Martikainen, MH, Roine, S
The journal of headache and pain. 2012;(1):95-7
Abstract
Cerebral autosomal dominant arteriopathy with subcortical infarcts and leukoencephalopathy (CADASIL) is an inherited disease of small arteries caused by mutations in the Notch3 gene. Complex migrainous episodes, such as acute confusional migraine, status migrainosus with persisting aura, and "CADASIL coma" have been described in patients with CADASIL. However, there are few descriptions of effective treatment of such episodes. We describe a 44-year-old male with CADASIL, who presented with sudden-onset aphasia and decreased responsiveness after prolonged, severe migraine attack.
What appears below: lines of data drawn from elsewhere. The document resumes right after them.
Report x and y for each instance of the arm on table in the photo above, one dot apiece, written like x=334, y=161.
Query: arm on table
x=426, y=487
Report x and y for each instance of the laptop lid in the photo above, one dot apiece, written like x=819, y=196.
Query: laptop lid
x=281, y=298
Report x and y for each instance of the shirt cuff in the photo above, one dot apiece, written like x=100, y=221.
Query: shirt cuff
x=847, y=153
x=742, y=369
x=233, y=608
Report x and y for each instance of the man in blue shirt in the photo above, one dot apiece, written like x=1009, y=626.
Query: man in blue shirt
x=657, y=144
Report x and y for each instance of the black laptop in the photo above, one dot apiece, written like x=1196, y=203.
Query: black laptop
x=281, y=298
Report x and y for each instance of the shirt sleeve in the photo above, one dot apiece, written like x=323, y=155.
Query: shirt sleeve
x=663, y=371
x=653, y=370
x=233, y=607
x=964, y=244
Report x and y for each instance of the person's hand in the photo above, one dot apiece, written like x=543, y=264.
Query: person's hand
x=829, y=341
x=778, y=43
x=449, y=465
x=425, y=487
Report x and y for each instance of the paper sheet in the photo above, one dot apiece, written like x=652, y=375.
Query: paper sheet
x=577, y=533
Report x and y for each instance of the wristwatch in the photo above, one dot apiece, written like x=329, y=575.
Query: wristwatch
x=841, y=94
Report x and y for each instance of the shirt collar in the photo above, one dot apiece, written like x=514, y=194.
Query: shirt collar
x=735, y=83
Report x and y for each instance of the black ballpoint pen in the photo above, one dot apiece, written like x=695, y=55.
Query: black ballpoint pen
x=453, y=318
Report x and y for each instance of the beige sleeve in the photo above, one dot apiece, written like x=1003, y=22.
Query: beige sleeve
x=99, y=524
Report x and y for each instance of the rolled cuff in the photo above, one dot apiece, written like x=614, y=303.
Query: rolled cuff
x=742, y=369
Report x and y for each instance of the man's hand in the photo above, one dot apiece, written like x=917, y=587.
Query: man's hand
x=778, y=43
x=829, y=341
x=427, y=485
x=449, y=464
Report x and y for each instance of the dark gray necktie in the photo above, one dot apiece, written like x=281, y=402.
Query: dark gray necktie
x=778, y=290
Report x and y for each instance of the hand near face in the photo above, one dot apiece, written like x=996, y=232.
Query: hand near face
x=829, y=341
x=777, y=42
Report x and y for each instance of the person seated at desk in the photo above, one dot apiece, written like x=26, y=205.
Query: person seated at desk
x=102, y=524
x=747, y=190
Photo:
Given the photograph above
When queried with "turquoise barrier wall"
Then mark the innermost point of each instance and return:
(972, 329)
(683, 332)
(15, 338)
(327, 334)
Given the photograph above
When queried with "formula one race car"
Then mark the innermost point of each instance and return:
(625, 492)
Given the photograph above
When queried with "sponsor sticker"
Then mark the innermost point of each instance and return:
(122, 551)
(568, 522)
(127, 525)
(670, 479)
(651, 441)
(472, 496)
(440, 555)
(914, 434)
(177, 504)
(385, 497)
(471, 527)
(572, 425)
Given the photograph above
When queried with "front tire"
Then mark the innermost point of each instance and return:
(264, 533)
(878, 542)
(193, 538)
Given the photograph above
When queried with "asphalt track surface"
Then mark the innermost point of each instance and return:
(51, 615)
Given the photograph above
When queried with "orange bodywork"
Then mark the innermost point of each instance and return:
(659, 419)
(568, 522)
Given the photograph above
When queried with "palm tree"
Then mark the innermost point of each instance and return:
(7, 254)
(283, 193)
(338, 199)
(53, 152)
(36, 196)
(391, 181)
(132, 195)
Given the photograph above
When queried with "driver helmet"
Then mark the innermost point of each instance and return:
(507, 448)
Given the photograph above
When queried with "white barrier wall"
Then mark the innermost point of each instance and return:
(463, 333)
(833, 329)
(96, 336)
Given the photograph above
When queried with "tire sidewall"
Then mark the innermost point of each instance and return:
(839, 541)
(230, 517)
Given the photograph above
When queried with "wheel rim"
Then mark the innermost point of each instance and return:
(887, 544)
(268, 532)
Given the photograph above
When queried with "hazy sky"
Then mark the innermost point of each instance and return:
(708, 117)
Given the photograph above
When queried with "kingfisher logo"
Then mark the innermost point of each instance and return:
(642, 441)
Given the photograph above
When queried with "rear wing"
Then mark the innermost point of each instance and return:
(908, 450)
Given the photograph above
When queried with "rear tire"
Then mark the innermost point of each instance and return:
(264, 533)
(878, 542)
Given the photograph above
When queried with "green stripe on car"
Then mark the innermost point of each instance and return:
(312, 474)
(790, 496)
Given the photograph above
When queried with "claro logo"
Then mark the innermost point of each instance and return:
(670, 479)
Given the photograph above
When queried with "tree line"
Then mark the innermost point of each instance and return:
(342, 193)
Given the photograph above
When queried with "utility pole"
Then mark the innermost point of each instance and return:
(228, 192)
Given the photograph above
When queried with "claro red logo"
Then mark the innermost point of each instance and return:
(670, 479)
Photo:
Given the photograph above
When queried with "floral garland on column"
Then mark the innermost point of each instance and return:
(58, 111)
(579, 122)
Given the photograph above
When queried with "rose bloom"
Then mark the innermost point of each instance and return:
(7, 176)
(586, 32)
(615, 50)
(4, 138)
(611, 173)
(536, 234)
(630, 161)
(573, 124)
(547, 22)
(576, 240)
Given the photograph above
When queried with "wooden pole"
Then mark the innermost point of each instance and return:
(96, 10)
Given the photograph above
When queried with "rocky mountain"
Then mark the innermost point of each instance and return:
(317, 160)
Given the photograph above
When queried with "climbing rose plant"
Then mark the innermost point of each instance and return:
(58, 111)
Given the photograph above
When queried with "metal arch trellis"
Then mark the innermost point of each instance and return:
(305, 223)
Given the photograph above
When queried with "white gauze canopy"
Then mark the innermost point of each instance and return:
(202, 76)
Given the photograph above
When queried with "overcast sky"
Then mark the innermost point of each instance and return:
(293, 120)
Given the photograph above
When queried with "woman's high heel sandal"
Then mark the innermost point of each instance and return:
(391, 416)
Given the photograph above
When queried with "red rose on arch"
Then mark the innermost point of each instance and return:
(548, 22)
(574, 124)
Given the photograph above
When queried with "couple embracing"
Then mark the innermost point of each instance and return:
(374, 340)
Subsequently, the patient had two generalized seizures. A subtle status epilepticus was suspected because of drowsiness and seizures, and intravenous sodium valproate medication was initiated. EEG recording showed left hemispheric attenuation but no spike discharges, thus not confirming epileptic mechanism. The clinical status of the patient improved markedly after the initiation of valproate. The patient started speaking again; drowsiness and headache subsided. In repeated EEG recording, the left hemispheric attenuation disappeared. Diffusion weighted MR imaging showed no signs of recent ischemic events. The patient recovered fully from the episode with no further seizures. We suggest that CADASIL patients with acute complex migrainous episodes may benefit from intravenous sodium valproate.